When that is complete, the screen should look like the following. Select “Next.”
Next we select the task type and decide on the settings for the AutoML to use.
After selecting, “View additional configuration settings” you will see a screen like:
The Primary metric is default to Accuracy, but you can see from the dropdown there are a number of metric to choose from. For this example, select ‘AUC Weighted’. This metric is the Area under the Receiver Operator Characteristic curve (AUC ROC). Weighted is the arithmetic mean of the score for each class, weighted by the number of true instances of each class.
Blocked algorithms are those algorithms that you do not want AutoML to try. For this example, leave this blank so it tries all of the possible algorithms. There will be times however that you know some models are just not appropriate and you can save time by blocking those algorithms from being considered.
Open the Exit criterion and Validation sections. I would update these sections as shown below. The “Training job time (hours)” means that the AutoML training job will run for 1 hour as it attempts to find the best algorithm and parameters. You could also specify a metric score to use to cut the training short.
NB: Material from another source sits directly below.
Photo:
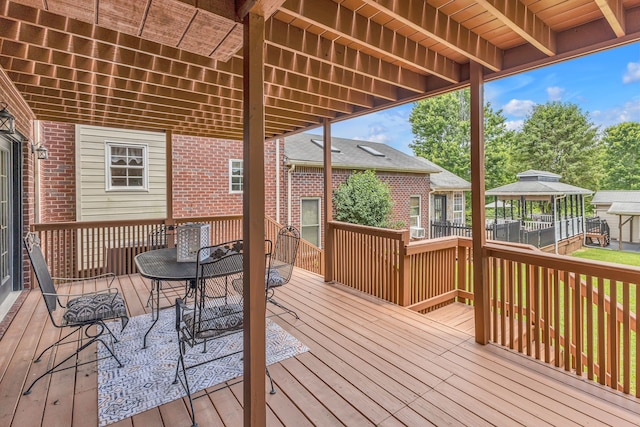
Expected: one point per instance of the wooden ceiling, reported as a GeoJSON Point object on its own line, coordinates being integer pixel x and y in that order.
{"type": "Point", "coordinates": [177, 64]}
I selected “k-fold cross validation” as the validation type, but I reduced the “Number of cross validations” to 2 to speed up the process. Normally 5 and 10 fold cross validation is pretty typical, but it depends upon your dataset.
Select “Save” when you are done. This will start the AutoML process executing and you can see the Run Details.
When it is complete, the status will change to “Completed” and if you select the “Models” tab, you will see an ordered list of all of the models that AutoML considered.
The VotingEnsemble algorithm was the best performing model. Did you anticipate that? Probably not, and this is where AutoML is really helpful. It will consider all of the algorithms – unless we block them – to find the best performing model.
You can select “VotingEnsemble: to see the model details.
To Deploy the model to an endpoint that can be called remotely, select “Deploy Model.” This will bring up the panel below.
You will need to provide a Name for the endpoint. Once created you can find the endpoint from the left nav Endpoints. For this example change the Compute type to ACI ( Azure Compute Instance ). I like to Enable authentication as that will provide you with a key that must be included with the request.
Select “Deploy”
When that completes you can go to the Endpoints in the left navigation and select the endpoint you just created.
Select the endpoint will bring up details about the endpoint include the URL and the Key.
Using the URL and Key, I created a sample Python client that would read the data file and make predictions from random records. I do realize that testing with data you trained on is considered bad form. However in this case I wanted test the remote inference endpoint with data that I knew the answer. The Python script is below.
The script will print the Expected value from the local dataset and the prediction made by the deployment model endpoint.
Conclusion
Automated Machine Learning is a powerful tool in the Data Science toolbox. Like all power tools, they are best used by someone with experience and insight into how to use them appropriately. It is important that the person relying on the Automated Machine Learning tools be able to sense when something seems off and be able to perform the necessary steps themselves.
While this example demonstrated Azure Automated Machine Learning from the UI with no code required (except a client if that is necessary), it is possible to create the AutoML steps programmatically.
While AutoML is certainly a step along the broader Artificial Intelligence path, we still need human intelligence to help guide it, understand it and use it responsibly.